The price is one Euro, and this was one Euro well spent.
Cathedral Santa Maria
A few steps down from Plaza de San Jorge, is the Plaza de Santa Maria. Standing pride of place in this square is the Cathedral Santa Maria.
The current incarnation was built between the 15th & 16th centuries. This Gothic style Cathedral still contains Romanesque remains from the 13th century.
The unusual altarpiece which is carved from wood, is surrounded by 3 naves.
Outside stands a sculpture of San Pedro de Alcantara, whose feet have been rubbed for luck many a time.
Cáceres museum, (which is free of charge), is set within 2 buildings. The Casa de las Veletas, which has a wonderful Moorish cistern, and Casa de los Caballos, which dates from the 16th century. The museum houses a collection of ancient historical artefacts dating back from as far as the Bronze Age.

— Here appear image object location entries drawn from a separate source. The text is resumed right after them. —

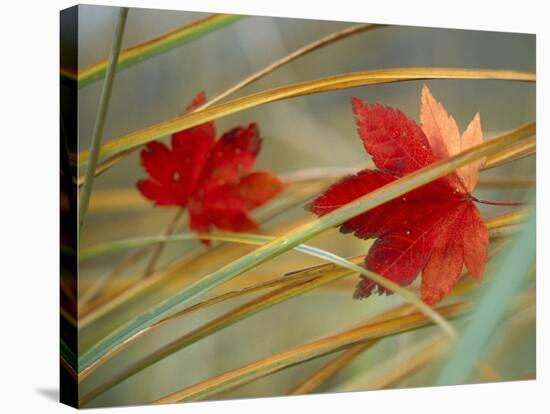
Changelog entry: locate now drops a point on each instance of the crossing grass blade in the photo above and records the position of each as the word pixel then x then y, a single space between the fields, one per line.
pixel 344 81
pixel 153 47
pixel 301 234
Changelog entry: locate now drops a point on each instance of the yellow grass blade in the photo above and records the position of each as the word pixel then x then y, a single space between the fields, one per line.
pixel 344 81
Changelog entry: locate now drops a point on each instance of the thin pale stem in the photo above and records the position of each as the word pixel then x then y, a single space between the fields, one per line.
pixel 499 203
pixel 343 81
pixel 158 247
pixel 305 232
pixel 97 134
pixel 325 41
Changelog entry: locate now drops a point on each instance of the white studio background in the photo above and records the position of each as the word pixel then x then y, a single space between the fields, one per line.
pixel 29 215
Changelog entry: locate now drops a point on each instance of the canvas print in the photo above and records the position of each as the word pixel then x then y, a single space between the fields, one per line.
pixel 261 206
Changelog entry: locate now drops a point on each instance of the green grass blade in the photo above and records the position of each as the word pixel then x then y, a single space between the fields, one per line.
pixel 97 134
pixel 312 251
pixel 155 47
pixel 307 352
pixel 495 299
pixel 299 235
pixel 68 355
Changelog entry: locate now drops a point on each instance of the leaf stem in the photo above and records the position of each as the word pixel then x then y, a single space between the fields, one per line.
pixel 100 119
pixel 499 203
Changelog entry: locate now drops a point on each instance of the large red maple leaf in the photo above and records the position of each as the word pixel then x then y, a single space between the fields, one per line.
pixel 213 179
pixel 435 229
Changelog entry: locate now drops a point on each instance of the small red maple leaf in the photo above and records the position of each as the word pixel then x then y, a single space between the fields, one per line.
pixel 435 229
pixel 213 179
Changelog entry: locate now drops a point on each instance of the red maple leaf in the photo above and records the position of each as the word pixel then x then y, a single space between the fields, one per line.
pixel 435 229
pixel 213 179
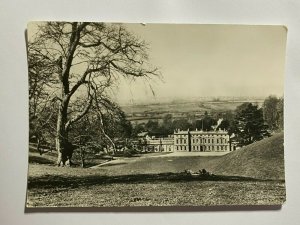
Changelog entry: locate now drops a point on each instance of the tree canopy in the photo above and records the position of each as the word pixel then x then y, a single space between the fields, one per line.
pixel 75 66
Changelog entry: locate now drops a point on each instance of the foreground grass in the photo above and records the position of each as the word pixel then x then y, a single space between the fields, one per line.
pixel 50 186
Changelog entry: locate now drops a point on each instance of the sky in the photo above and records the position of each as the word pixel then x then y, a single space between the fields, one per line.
pixel 209 60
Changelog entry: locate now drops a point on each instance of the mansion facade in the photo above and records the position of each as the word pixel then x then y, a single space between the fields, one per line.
pixel 191 141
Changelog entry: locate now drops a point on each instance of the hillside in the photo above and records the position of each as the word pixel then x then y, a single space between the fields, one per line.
pixel 263 160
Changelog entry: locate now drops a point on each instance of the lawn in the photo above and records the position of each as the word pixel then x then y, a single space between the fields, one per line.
pixel 50 186
pixel 250 176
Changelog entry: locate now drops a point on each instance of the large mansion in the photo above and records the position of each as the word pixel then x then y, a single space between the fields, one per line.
pixel 190 141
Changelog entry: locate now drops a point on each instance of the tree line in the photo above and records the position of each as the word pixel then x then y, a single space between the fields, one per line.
pixel 246 124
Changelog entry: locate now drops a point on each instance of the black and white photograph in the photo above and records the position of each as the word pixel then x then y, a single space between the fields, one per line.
pixel 155 114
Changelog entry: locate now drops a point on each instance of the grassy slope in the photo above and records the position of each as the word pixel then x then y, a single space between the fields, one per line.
pixel 262 160
pixel 111 185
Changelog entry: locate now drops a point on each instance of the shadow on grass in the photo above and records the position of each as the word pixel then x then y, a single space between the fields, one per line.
pixel 60 181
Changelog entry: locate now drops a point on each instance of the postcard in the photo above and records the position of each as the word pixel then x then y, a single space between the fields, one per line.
pixel 124 114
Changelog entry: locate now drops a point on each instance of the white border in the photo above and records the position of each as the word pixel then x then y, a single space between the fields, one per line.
pixel 14 16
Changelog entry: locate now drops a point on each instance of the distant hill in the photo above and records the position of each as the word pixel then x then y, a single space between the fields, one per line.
pixel 263 160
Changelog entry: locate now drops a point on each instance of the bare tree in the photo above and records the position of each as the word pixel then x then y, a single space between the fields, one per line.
pixel 86 60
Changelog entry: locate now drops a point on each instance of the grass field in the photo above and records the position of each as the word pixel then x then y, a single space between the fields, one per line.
pixel 244 177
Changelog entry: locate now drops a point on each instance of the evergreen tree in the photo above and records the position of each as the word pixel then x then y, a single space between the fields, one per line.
pixel 250 126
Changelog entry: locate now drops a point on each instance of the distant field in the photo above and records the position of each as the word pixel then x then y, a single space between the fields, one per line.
pixel 143 112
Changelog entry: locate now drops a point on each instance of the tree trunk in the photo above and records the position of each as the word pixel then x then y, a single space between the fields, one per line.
pixel 63 146
pixel 38 146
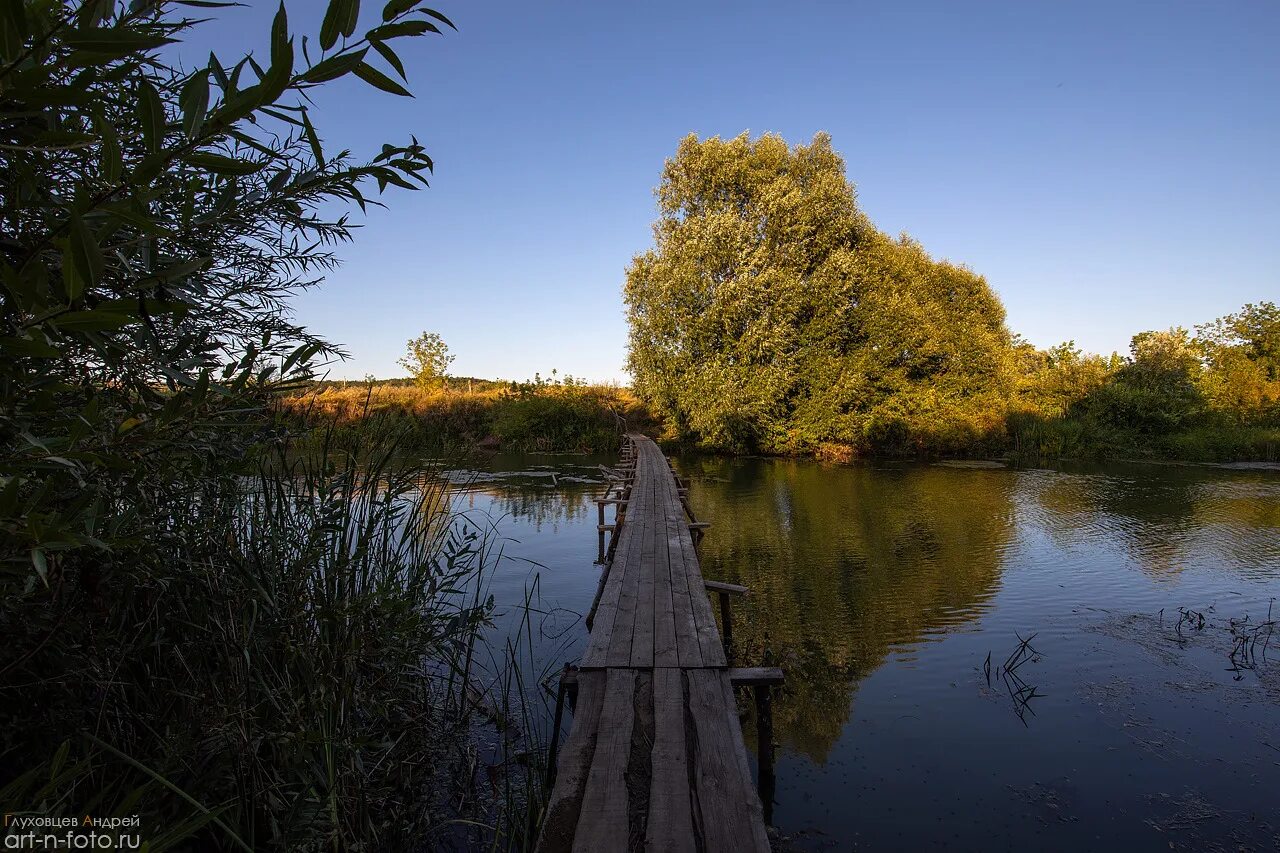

Within the basement of Casa de las Veletas is a very well preserved example of an Islamic cistern. It is dated from between the 10th and 12th centuries. Although not to the scale of other preserved cisterns in the world, it is nonetheless impressive.
The only Roman gate which exists within the walls now, is the Puerta del Rio (Christ’s Door), located within the Jewish district.
Amongst the whitewashed walls is San Antonio’s Hermitage. This hermitage was built upon a Jewish synagogue in the 15th century.
It is a tiny place of worship and along with its nave has a little balcony overlooking the streets below.
In Spain, you may notice that within the pavements of a Jewish District you will see a symbol. This is for Caminos de Sefarad, the route of Jewish Quarters.
A helpful guide
There are so many incredible places to discover in Spain and I love planning road trips. I often use the DK Eyewitness books, I find them extremely informative, easy to follow and the pictures and maps tempt you into searching for more.
We used a previous version of this book to plan our Spanish road trips, now you can grab the revised copy.
Tinto de Verano
Our accommodation for the 3 nights we were in Cáceres, was at the Parador Cáceres. A comfortable & stylish hotel, central located within the Old Town. A word of warning though - I would take caution trying to find it with your own car, the lanes are narrow, and only flow one way.
Although the Parador has a free outdoor parking lot, there are limited spaces and they are unable to be reserved. There is alternative parking available in an enclosed garage away from the hotel, which you will be transported to and from.
This parking is €19 per day but if you are a Parador Amigo (which is free to join) it is €12.